Blake Lemoine, a software engineer on Google’s artificial intelligence development team, has gone public with claims of encountering “sentient” AI on the company’s servers after he was suspended for sharing confidential information about the project with third parties.
The Alphabet Inc. unit placed the researcher on paid leave early last week on claims he breached the firm’s confidentiality policy, he said in a Medium post titled “May be fired soon for doing AI ethics work.”
In the posting, he draws a connection to prior members of Google’s AI ethics group, such as Margaret Mitchell, who were eventually dismissed by the company in a similar fashion after raising concerns.
The Washington Post on Saturday ran an interview with Lemoine, wherein he said he concluded the Google AI he interacted with was a person, “in his capacity as a priest, not a scientist.”
The AI in question is dubbed LaMDA, or Language Model for Dialogue Applications, and is used to generate chatbots that interact with human users by adopting various personality tropes.
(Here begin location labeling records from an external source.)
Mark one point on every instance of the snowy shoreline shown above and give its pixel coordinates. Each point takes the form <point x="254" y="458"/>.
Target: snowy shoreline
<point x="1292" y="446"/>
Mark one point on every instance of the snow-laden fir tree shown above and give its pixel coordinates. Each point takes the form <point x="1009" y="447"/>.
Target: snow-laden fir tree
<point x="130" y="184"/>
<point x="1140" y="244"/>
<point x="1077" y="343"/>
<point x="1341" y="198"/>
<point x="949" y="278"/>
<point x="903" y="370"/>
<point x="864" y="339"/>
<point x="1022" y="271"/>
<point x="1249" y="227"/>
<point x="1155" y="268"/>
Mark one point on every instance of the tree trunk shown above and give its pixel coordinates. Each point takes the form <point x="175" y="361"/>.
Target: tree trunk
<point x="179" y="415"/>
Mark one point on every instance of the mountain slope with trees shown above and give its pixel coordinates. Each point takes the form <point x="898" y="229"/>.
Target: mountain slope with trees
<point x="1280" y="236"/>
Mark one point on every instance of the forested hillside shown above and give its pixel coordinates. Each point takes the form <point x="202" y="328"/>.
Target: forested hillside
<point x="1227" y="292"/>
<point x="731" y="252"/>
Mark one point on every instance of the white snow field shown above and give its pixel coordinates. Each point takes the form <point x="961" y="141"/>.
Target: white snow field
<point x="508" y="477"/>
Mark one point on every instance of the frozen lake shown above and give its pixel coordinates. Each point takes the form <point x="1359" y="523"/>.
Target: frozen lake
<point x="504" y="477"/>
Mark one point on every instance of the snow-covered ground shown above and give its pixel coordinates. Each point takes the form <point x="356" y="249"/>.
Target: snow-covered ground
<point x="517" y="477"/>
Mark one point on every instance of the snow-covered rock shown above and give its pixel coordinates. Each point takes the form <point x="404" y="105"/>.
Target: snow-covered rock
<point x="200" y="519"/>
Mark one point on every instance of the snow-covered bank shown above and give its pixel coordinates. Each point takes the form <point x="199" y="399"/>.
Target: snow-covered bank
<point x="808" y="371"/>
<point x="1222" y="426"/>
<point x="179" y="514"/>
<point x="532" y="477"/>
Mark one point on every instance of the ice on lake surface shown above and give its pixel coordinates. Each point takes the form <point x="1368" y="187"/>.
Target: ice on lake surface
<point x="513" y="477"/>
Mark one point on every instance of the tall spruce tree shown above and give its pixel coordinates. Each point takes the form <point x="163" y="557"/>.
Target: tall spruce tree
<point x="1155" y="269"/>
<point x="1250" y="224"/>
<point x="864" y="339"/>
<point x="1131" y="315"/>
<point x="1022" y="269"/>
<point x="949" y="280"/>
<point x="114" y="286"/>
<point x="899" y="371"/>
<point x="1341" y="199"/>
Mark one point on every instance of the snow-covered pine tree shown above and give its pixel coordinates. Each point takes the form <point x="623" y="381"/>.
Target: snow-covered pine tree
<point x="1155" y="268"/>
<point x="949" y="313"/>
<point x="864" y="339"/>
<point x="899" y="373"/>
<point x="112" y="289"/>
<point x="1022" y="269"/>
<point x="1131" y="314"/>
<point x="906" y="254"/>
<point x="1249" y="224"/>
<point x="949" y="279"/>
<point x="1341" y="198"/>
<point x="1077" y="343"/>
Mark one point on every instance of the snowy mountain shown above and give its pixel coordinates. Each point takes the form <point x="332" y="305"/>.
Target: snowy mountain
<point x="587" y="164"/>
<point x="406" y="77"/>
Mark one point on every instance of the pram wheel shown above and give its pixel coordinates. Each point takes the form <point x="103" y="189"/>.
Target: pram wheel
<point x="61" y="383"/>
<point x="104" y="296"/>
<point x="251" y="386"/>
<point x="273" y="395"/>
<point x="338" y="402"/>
Lemoine said he tried to conduct experiments to prove it, but was rebuffed by senior executives at the company when he raised the matter internally.
“Some in the broader AI community are considering the long-term possibility of sentient or general AI, but it doesn’t make sense to do so by anthropomorphizing today’s conversational models, which are not sentient,” Google spokesperson Brian Gabriel said in response.
“Our team — including ethicists and technologists — has reviewed Blake’s concerns per our AI Principles and have informed him that the evidence does not support his claims.”
The company said it does not comment on personnel matters when asked about Lemoine’s suspension.